If you frequent the comments section of skin care websites and blogs like I do, you’re bound to come across some strange things that people do for beauty.
On the topic of my acne, I also get some bizarre unsolicited advice. Random people recommend strange things such as using period blood, urine, feces, and semen. Suffice to say I’m not brave enough to try any of them, and wonder if enduring the procedures would even be worth the result!
At the end of the day, every person has an image of their ideal beauty, which shifts and changes, and sometimes they are even willing to do extremely strange things to embody this image of beauty.
In Japan, some women swear that using Nightingale poop in their facials (uguisu no fun) creates a glowing, youthful appearance. In fact, people who use these facials report softer, lighter, and brighter looking skin.
A Nightingale is a Japanese bush warbler, birds which are farmed for this very purpose. Their poop is collected, sanitized with UV light, dehydrated, and ground into a powder. The powder then gets mixed into things like face washes and facial exfoliants.

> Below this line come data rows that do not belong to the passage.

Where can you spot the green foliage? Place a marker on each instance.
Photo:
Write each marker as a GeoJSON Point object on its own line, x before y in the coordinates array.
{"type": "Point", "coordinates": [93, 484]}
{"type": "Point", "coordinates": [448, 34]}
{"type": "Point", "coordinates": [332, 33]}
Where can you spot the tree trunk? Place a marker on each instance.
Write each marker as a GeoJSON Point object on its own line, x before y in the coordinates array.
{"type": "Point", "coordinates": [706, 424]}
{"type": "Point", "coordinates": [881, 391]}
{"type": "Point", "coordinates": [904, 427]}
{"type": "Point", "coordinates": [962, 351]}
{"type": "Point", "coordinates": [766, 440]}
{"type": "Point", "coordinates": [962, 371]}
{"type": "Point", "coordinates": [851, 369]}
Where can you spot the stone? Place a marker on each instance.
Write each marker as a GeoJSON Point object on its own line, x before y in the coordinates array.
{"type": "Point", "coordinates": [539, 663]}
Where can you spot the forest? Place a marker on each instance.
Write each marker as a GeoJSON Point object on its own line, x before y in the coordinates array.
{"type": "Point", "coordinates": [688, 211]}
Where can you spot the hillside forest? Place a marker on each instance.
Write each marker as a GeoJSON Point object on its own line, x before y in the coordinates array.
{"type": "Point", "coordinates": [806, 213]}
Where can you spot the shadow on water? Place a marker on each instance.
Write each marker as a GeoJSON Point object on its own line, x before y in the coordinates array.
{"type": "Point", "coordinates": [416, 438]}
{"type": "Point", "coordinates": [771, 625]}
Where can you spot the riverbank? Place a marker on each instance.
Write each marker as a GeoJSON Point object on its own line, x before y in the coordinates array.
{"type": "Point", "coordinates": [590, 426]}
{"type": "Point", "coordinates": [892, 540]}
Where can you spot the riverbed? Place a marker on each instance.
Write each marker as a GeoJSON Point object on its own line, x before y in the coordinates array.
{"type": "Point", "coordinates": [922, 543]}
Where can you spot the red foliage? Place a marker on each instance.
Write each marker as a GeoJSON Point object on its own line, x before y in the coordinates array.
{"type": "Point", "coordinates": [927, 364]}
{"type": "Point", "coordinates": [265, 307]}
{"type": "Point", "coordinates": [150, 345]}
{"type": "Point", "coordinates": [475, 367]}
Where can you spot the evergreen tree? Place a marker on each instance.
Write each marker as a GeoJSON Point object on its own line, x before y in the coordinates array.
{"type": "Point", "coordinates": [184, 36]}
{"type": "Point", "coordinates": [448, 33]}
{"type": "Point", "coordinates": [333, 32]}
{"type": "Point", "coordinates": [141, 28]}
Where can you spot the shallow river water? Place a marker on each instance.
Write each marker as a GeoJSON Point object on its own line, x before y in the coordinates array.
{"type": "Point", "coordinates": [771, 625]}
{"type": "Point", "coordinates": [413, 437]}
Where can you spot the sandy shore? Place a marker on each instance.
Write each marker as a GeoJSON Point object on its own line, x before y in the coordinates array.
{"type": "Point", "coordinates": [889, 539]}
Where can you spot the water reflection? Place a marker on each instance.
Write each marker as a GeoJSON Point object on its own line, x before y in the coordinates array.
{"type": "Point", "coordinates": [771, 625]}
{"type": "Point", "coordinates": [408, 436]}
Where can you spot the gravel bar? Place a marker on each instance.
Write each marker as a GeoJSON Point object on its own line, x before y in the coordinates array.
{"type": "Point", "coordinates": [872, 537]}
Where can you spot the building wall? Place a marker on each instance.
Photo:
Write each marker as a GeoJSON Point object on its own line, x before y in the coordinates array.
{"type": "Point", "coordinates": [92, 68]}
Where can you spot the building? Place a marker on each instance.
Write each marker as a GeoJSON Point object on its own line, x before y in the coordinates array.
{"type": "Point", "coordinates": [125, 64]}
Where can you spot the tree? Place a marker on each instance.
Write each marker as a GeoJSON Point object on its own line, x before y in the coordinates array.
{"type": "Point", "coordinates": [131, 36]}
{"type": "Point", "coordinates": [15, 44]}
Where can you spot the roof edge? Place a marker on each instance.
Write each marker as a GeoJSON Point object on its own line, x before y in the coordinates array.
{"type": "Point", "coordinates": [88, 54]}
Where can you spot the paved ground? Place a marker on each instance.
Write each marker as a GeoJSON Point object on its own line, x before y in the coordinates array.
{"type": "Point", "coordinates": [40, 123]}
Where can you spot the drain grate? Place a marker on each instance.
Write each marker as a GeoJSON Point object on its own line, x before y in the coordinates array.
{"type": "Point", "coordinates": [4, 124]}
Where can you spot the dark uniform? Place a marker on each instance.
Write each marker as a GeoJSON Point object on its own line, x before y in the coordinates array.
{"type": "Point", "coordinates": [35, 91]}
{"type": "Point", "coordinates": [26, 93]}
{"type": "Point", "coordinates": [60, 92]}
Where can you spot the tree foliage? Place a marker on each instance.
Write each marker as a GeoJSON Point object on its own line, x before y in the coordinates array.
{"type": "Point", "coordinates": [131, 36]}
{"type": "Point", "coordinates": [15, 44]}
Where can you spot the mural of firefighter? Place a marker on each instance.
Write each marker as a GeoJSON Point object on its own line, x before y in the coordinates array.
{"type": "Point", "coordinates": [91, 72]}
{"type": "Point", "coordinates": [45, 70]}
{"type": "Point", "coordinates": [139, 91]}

Recently the products have appeared in the Western world; even Victoria & David Beckham have used it!
Nightingale poop contains a high concentration of nitrogen-rich urea (also found in urine). Urea is common in cosmetics because it helps the skin hold in moisture, although synthetic urea is typically used today. The poop also contains high amounts of guanine, an amino acid which creates a shimmery, iridescent effect.
Sometimes medical instruments, such as the external fixator, a limb lengthening device for polio and congenital limb defects, get misappropriated. Enter the trend of leg lengthening, practiced predominantly in China.
In this painful procedure, a doctor breaks the patient’s legs and inserts steel pins into the bones just below the knees. The pins are rigged to a metal frame, and every day for months the patient tightens the knobs a small amount, lengthening the bones over time.
Anyone who has ever had corrective jaw surgery knows that a procedure like this is no walk in the park. Healing time is around 6 months, and some people even suffer permanent disfigurement at the hands of unauthorized beauty clinics.
Thankfully the procedure is now banned in China after a flood of botched operations, although similar procedures can still be carried out in hospitals strictly on medical grounds.
Although I was once told to rub human semen on my face to clear my skin, this strange beauty ritual has to do with non-human semen. Cod sperm is used in lotions for its water-binding properties, and in some U.K. salons bull semen is applied in a mixture to the hair. Allegedly this revitalizes damaged tresses and gives it a shine that no other substance can match.
The use of semen in cosmetics isn’t a new trend. Semen contains a powerful antioxidant called spermine, which skin care companies suggest may be effective in moisturizing and protecting your skin.
Ancient Romans not only loved public baths, they also loved urine and goat milk to keep their teeth white and clean.
Because the ammonia in urine makes it useful for disinfection and lifting stains, pee was collected from urinals, and shipped in jars from Portugal (the Romans thought that Portuguese urine was somehow a more powerful cleansing agent than Roman urine).
This was practiced mostly by wealthy Roman ladies, so much so that the product became wildly popular, forcing Roman emperor Nero to place a tax on it!
I’m seeing a pattern with bodily excrement here, aren’t you?
In ancient times, Greeks and Romans used crocodile dung in their mud baths. This mixture of earth and croc poop wasn’t the only use; it was also used to make whitening and anti-aging face masks, and to kill parasites like chiggers, lice, and crabs.
Of all the strange things to do for fleeting beauty, this has got to be the silliest one yet.
This practice likely stemmed from the concept of bloodletting, an ancient system of medicine which involved the withdrawal of blood to allegedly cure illness and disease. The loss of blood results in a pale appearance that was highly sought after during this time.
Aristocratic women in the 6th century who wanted to attain the porcelain look subjected themselves to systematic bleeding, draining all the natural color out of their bodies.
I can’t imagine that this fad lasted very long, however, especially once cosmetics enabled women to achieve the look much easier.
In the early 20th century while radiation was still relatively new and not well understood, radioactive cosmetics were all the rage in France and to a lesser extent in England. Companies began marketing products containing radium and other radioactive chemicals, which included a night cream, rouge, compact powder, vanishing cream, hair tonic, soap, and others.
Advertisements claimed that they could stimulate “cellular vitality”, firm skin, cure boils and pimples, stop aging and retain a fresh and bright complexion.
And because things are getting really dark on the Internet, a bonus one:
Real foreskin. In a face cream. These strange things are just getting stranger.
When I learned that skin care companies are using foreskin fibroblasts in cosmetic creams and collagens, supposedly to reduce wrinkles, I nearly spit out my tea. Apparently, it’s being used in mainstream skin care today, recently appearing in the spotlight on an episode of Oprah.
What do you think about the strange things people do for beauty? Would you – or have you – ever tried any of them? Let us know below!